Polen:Auf dem Marsch

Der Rechtsstaat ist abgeschafft, jetzt stehen nur noch ein paar Medien und die Bürgerge­sellschaft gegen das System Kaczynski.

Von Florian Hassel

In nur acht Tagen drei Gesetze zur Beseitigung einer unabhängigen Justiz - aus der Sicht des Machttheoretikers Niccolò Machiavelli ist das Vorgehen der nationalpopulistischen Regierung Polens höchst eindrucksvoll. Dass die obere Parlamentskammer des Landes, ebenfalls von der Regierung kontrolliert, allen drei Gesetzen zustimmen wird, ist Formsache. Polen degradiert die allgemeinen Gerichte, den Landesrichterrat und nun auch das Oberste Gericht zu Filialen der Regierungspartei. Präsident Andrzej Duda, der nie über den Status einer Marionette seines politischen Ziehvaters Jarosław Kaczyński hinausgekommen ist, wird alles abzeichnen.

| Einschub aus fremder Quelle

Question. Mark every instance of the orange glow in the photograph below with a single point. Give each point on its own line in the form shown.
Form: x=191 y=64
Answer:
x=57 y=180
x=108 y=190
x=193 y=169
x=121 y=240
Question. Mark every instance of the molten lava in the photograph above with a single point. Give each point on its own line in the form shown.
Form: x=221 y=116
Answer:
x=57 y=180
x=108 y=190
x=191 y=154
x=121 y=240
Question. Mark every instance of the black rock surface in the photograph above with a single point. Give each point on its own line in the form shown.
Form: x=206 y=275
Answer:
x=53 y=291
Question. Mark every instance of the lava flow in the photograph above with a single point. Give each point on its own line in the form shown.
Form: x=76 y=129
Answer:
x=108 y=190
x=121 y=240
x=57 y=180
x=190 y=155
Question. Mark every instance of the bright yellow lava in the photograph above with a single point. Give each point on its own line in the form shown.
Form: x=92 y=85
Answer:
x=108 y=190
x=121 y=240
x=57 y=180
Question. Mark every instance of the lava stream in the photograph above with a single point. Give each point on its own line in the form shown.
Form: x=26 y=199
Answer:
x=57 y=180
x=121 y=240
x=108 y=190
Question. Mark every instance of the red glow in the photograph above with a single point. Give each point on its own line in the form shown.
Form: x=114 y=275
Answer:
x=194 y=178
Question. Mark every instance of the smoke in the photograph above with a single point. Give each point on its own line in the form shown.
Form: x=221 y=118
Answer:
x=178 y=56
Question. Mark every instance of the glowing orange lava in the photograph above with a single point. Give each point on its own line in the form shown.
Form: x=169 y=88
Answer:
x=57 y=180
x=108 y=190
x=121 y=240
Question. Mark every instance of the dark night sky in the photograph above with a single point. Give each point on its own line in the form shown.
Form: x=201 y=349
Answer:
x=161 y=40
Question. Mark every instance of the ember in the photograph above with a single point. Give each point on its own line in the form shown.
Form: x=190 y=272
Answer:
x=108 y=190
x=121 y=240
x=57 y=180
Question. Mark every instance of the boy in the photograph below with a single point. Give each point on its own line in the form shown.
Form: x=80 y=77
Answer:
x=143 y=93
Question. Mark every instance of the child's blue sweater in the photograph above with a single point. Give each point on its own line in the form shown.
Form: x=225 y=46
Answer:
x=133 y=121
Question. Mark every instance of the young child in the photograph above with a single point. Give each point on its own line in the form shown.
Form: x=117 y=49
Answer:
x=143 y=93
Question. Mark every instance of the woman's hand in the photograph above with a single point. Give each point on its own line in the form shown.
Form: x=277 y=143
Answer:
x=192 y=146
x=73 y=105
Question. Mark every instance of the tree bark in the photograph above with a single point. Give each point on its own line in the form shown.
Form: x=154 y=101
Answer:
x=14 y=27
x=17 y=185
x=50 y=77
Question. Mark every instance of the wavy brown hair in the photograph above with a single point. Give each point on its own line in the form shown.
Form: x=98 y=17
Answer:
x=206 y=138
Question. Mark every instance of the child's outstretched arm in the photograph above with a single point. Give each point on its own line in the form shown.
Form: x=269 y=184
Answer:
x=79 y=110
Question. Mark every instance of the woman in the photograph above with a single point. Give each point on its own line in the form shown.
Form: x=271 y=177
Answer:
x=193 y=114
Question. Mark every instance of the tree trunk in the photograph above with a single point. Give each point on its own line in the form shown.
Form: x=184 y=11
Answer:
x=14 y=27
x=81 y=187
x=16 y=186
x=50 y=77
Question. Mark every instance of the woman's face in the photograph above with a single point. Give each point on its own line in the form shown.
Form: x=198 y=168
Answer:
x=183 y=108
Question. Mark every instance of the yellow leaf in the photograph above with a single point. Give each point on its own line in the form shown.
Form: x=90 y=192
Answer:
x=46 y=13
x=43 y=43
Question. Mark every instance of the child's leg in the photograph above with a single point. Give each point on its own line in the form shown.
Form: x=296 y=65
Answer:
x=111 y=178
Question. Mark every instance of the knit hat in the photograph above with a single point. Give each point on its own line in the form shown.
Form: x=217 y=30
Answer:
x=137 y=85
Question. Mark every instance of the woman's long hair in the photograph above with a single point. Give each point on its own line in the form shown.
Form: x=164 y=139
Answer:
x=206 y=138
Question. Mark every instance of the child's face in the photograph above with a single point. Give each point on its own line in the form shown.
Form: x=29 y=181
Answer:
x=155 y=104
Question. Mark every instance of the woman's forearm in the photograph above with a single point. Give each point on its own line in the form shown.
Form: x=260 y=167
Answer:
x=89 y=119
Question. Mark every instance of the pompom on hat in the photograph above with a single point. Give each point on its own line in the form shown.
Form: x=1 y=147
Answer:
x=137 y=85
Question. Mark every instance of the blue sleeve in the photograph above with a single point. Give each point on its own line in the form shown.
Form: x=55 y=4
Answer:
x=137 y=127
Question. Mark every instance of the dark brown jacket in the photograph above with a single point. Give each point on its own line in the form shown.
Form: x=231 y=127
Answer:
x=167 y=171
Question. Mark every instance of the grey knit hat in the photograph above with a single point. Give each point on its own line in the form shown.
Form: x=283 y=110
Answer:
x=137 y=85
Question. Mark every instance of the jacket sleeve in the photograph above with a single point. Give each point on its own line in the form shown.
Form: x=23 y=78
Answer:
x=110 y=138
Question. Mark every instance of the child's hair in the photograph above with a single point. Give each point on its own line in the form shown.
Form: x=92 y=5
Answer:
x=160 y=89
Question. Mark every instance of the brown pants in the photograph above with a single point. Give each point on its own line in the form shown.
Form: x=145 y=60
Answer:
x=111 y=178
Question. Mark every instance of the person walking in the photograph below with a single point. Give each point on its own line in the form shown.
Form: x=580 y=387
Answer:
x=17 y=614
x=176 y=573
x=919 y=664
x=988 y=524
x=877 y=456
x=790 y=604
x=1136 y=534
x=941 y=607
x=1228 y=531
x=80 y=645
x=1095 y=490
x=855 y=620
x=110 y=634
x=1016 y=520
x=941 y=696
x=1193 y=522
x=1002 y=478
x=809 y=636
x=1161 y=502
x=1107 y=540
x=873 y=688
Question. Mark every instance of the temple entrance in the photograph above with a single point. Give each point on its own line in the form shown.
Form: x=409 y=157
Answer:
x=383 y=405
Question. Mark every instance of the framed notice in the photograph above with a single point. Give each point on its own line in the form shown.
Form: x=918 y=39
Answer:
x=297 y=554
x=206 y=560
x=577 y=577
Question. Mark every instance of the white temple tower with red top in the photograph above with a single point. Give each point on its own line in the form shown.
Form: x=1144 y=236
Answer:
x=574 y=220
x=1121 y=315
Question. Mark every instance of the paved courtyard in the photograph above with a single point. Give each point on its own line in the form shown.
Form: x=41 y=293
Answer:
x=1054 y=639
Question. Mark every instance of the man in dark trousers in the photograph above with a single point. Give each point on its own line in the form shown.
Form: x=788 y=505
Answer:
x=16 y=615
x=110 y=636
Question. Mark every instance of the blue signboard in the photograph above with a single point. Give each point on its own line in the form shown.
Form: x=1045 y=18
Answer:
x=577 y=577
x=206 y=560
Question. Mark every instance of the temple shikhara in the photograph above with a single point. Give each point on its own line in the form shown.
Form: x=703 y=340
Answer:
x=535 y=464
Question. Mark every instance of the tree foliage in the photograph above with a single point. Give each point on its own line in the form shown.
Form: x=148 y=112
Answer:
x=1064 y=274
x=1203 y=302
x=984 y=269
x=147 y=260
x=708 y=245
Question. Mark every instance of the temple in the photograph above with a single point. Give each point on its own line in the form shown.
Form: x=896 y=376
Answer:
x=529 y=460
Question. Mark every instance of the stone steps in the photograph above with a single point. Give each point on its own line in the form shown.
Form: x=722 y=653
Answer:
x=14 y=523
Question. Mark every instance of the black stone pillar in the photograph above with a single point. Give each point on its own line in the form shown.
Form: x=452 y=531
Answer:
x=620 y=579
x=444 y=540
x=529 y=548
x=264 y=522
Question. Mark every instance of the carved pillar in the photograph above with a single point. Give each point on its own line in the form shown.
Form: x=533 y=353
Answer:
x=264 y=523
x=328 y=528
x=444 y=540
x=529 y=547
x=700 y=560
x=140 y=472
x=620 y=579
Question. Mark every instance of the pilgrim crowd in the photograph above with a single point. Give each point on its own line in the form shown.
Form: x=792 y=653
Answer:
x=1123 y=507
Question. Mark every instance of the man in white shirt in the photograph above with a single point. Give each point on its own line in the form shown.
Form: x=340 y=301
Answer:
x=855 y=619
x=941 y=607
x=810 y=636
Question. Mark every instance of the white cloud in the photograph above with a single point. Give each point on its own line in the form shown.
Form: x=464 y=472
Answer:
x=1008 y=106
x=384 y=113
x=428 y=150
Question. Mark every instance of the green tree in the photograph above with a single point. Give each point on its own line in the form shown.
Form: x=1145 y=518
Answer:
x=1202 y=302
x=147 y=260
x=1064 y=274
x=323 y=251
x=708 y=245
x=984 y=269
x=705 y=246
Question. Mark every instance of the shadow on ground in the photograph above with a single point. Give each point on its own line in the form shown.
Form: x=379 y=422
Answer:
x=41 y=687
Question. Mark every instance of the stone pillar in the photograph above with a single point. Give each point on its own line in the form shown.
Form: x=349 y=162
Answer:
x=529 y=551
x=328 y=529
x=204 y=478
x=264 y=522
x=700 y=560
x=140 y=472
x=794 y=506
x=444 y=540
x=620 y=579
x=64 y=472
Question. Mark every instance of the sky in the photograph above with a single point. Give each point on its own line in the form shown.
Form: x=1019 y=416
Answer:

In den Großstädten demonstrieren zwar Tausende mit Kerzen. Die kritische Protestgröße aber, die Kaczyński zum Rückzug zwingen würde, wurde nicht einmal ansatzweise erreicht. Dafür hätten Hunderttausende, vielleicht Millionen auf die Straße gehen müssen. Die Herrscher Polens, gefangen in ihrer von Verschwörungstheorien geprägten Weltsicht, hätte das auch nicht beeindruckt. Sie beschimpfen die Demonstranten als Verräter und "Polen schlechtester Sorte".

Wer glaubt, dass Kaczyński nun haltmachen wird, dürfte sich täuschen. Auch Bürgergruppen und die wenigen noch unabhängigen Medien werden jetzt unter Druck kommen. Sie bilden das letzte Hindernis für den Aufbau des autoritären Kaczyński-Staates.